Au concept de mouvement, de matière proposé par le matérialisme dialectique, le structuralisme oppose la « structure ». Une structure est ici une forme sociale, un phénomène social, une conception mentale, une tradition pratique… qui imprègne tellement les rapports entre des choses qu’elle déciderait de la tendance dominante dans ces rapports.
Le structuralisme pave ainsi la voie au principe post-structuraliste de la « déconstruction », base de la philosophie post-moderne en général qui refuse le concept de société pour lui opposer le concept de « rapport » ou de « relations ».
Toute existence serait déterminée par des « rapports » et de relations ; modifier ces rapports serait un acte d’affirmation individuelle « révolutionnaire », car transgressif par rapport à la structure encadrant les rapports à l’initial.

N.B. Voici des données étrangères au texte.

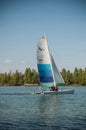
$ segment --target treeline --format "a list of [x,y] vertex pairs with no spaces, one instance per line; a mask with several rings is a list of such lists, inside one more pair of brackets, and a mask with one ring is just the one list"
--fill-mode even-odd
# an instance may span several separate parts
[[35,69],[26,68],[24,73],[16,70],[15,72],[1,73],[0,85],[26,85],[26,84],[39,84],[38,73]]
[[70,70],[63,69],[61,72],[65,85],[82,85],[86,86],[86,68],[75,68],[74,72],[71,73]]
[[[75,68],[74,72],[62,69],[62,77],[65,85],[83,85],[86,86],[86,68]],[[39,76],[35,69],[26,68],[24,73],[16,70],[15,72],[0,73],[0,85],[28,85],[39,84]]]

C’est la négation complète de l’humanisme comme réflexion humaine en tant qu’espèce de l’être humain générique par rapport à la nature, la société étant fondée sur un mode de production et de reproduction de la vie, au nom d’une saisie de l’individu comme seul point de départ et d’arrivée de la multitude des tendances et poussées variées à l’infini dans la réalité.
La manière de modifier ces rapports, tendances, poussées, même de les comprendre ou de les concevoir, est très différent selon les auteurs structuralistes – qui bien souvent n’assument pas le terme -, qui se sont divisés les champs de réflexion. Tous relèvent par contre de la même démarche anti-historique et anti-matérialiste dialectique.